Coast Guard hauls mystery out of river

Knight Ridder

PHILADELPHIA – Turns out the “pipe” that punctured a Greek tanker last month and caused a massive oil spill on the Delaware River wasn’t a pipe after all.

Dozens of engineers and other experts said Friday that the large hunk of iron the Coast Guard hauled out of the water Thursday was the top half of the housing of a large centrifugal pump.

The housing could have come from a dredging operation or a water or sewage plant, they said. How it got to the bottom of the Delaware, however, remained a mystery.

“It’s not something that you have to put under a microscope and say, ‘Ah, it’s this.’ It’s obvious,” said Frederick Blum, a mechanical engineer with Paul Zamrowski Associates Inc. in Berwyn, Pa. “Any engineer knows what it is. The real interesting question, in my opinion, is: How did it get there, whose is it?”

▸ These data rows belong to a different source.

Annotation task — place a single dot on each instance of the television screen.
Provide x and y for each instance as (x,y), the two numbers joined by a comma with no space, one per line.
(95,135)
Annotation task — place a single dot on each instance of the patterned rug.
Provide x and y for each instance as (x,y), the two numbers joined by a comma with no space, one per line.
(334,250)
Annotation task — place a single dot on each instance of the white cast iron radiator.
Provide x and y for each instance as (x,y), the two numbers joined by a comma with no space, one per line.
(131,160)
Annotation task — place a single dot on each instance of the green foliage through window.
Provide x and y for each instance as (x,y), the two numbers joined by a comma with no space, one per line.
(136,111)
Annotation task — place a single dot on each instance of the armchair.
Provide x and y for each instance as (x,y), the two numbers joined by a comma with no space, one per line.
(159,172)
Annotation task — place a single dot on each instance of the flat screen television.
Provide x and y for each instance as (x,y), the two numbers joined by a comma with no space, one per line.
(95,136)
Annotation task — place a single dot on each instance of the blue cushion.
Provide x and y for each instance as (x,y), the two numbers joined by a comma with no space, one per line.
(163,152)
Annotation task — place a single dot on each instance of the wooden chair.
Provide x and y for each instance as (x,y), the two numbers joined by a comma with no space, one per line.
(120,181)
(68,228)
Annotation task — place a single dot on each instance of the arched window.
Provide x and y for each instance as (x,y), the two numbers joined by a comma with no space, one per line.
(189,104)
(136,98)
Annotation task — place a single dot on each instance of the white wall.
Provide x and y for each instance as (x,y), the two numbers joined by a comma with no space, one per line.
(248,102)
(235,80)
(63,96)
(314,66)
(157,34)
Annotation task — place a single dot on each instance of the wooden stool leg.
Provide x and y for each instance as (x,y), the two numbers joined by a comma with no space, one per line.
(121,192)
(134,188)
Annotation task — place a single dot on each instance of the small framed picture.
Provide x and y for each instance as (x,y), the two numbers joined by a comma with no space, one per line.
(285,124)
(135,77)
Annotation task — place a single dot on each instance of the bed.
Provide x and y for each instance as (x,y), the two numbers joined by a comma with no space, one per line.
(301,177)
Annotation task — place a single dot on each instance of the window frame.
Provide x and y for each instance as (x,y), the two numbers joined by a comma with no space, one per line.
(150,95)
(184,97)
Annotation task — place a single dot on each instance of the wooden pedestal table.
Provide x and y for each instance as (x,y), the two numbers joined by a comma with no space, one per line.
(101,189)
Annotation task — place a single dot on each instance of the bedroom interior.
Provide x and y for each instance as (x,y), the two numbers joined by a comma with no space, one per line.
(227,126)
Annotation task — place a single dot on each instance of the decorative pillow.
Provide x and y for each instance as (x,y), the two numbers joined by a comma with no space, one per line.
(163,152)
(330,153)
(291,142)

But the Army Corps of Engineers and the Coast Guard were mum Friday on the “metal object” and its origins.

“Everybody I talk to has got an opinion about this,” said Merv Brokke, an Army Corps of Engineers spokesman. “We’re going to let the investigative team take a look at it and let them study it and let them come up with their conclusions.”

The pump housing was taken to a Coast Guard facility in Philadelphia on Thursday for evaluation, but officials there had no new information to release Friday.